Seawalls absolutely should not be placed to protect private property at the expense of the broader environment. It has been shown that seawalls can negatively impact the natural surf and ocean currents creating potentially unforeseen negative consequences elsewhere along the shoreline. Community members who have been surveying best practices throughout the Pacific should lead the discussion and identify solutions to sea-level rise that don’t cause further harm to our shorelines.
11. The office of lieutenant governor is often viewed as irrelevant. What would you do to make it more productive?
The lieutenant governor’s office is too often seen as a stepping stone to run for governor or Congress. This limited vision of the office has resulted in wasted space and missed opportunities. Taxpayers deserve more than just a silent understudy for the next eight years.
We are building a movement to turn the lieutenant governor’s office into an office of the people. This means that those of us working on the front lines of the state’s most pressing problems will have a place at the Capitol to build our coalitions, coalesce our power and reclaim our democracy. Corporations are spending millions on elevating their influence at the state capitol; I want to make sure the people are heard, their concerns and their solutions.
12. What other important issue would you like to discuss here?

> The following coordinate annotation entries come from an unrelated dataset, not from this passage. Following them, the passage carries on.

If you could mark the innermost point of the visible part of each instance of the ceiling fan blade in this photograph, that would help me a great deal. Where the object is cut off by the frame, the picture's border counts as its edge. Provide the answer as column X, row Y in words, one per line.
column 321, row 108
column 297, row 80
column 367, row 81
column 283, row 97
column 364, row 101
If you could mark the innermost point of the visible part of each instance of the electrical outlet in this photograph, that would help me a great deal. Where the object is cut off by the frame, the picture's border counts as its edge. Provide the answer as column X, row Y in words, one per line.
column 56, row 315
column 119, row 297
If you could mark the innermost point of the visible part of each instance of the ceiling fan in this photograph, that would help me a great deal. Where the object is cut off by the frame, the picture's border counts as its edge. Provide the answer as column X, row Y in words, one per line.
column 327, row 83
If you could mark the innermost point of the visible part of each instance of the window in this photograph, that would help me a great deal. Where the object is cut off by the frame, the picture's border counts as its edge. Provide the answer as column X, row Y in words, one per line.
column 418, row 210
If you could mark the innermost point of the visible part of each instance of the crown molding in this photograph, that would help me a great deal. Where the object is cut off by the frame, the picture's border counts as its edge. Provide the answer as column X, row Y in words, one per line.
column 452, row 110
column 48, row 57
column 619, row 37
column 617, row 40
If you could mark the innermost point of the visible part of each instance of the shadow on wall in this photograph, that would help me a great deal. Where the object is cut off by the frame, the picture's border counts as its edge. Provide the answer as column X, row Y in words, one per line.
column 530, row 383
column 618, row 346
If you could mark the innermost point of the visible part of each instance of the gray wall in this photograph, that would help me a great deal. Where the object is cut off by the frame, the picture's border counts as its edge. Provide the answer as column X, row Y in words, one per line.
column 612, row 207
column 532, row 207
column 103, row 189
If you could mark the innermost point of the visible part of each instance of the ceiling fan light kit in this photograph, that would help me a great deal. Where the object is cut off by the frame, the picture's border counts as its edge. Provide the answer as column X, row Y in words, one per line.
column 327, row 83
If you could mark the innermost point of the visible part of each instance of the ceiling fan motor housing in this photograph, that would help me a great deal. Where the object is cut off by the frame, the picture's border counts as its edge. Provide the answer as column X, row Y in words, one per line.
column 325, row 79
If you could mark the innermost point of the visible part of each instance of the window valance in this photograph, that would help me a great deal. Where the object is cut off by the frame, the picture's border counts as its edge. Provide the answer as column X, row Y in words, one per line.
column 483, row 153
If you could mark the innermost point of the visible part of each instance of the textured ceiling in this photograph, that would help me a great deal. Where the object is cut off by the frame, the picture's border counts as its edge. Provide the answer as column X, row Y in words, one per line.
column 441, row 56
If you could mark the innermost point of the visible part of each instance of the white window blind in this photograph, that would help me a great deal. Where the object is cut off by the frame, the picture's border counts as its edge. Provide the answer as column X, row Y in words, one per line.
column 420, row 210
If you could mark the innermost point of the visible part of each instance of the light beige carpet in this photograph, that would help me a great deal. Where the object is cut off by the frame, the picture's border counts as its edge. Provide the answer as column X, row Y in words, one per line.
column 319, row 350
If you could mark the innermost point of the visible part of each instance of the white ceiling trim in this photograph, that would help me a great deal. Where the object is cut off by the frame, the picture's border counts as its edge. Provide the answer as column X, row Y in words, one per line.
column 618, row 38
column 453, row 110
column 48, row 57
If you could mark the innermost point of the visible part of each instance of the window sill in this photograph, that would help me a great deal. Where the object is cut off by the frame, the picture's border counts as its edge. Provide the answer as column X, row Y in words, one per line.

As the Supreme Court continues to work on determining the rule of law regarding Mauna Kea and the TMT, we should look at how an earlier Supreme Court ruling regarding Native Hawaiians has been disregarded. When the Hawaii Supreme Court held that the Legislature had failed to comply with the constitutional mandate to provide sufficient funding to administrate the Department of Hawaiian Homelands — the executive and legislative branches dug their heels in and continue to fight the ruling of the courts. The new TMT ruling may expose the blatant selectivity when enforcing the rule of law in Hawaii.
I am proud that my campaign for lieutenant governor has been endorsed by the Sierra Club of Hawaii, Unite Here! Local 5, Our Revolution Oahu, Democratic Socialists of Honolulu and Victory Fund.